Eurybia divaricata is native to Eastern U.S. and typically grows in the wild in dry open woods. It grows in loose clumps with dark, sprawling, sometimes zigzag stems up to 2.5' tall. Distinctive leaves are heart-shaped, stalked and coarsely toothed. Small but abundant flowers (to 1 inch across) have white rays and yellow to red center disks and appear in flat-topped, terminal clusters in late summer to early fall. Attractive to butterflies.

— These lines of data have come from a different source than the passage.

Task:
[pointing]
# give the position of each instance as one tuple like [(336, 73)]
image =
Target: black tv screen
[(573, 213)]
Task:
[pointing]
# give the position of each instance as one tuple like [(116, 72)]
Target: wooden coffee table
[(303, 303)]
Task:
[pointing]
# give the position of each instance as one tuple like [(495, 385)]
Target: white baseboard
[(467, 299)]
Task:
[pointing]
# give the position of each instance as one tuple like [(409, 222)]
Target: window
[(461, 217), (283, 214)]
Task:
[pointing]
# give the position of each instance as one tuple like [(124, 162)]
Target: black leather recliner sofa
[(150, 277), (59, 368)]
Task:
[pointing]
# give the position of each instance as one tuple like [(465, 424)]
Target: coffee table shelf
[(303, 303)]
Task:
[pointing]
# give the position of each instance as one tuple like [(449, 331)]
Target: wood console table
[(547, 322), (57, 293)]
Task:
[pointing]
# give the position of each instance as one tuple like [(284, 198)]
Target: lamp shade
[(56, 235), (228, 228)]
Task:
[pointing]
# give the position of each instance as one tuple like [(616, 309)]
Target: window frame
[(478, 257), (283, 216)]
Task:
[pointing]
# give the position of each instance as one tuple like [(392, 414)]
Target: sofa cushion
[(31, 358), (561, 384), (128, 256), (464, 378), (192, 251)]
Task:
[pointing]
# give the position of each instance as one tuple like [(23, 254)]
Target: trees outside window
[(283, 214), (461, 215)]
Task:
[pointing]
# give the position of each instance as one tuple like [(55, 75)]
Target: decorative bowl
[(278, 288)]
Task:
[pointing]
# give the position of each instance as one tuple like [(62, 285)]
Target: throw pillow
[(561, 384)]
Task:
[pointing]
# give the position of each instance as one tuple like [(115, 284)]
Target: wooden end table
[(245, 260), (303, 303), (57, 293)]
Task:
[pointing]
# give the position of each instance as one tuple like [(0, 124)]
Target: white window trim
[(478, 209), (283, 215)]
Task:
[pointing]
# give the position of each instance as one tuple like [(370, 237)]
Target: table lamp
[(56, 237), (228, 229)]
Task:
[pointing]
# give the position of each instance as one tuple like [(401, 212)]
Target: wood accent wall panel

Specific epithet means spreading.

‘Eastern Star’ is noted for its compact size, dark stems and floriferous bloom in shady conditions. It is a stout, leafy plant that produces shiny, dark mahagony stems to 12-18” tall. Leaves are heart-shaped, stalked and sharply-toothed. Small but abundant daisy-like asters (to 3/4” diameter) with white rays and yellow centers bloom.


No serious insect or disease problems. Some susceptibility to powdery mildew. Aster wilt can also be an occasional problem, particularly if plants are grown in poorly-drained clay soils.

Garden Uses

Open shade gardens, woodland areas, native plant gardens or cottage gardens.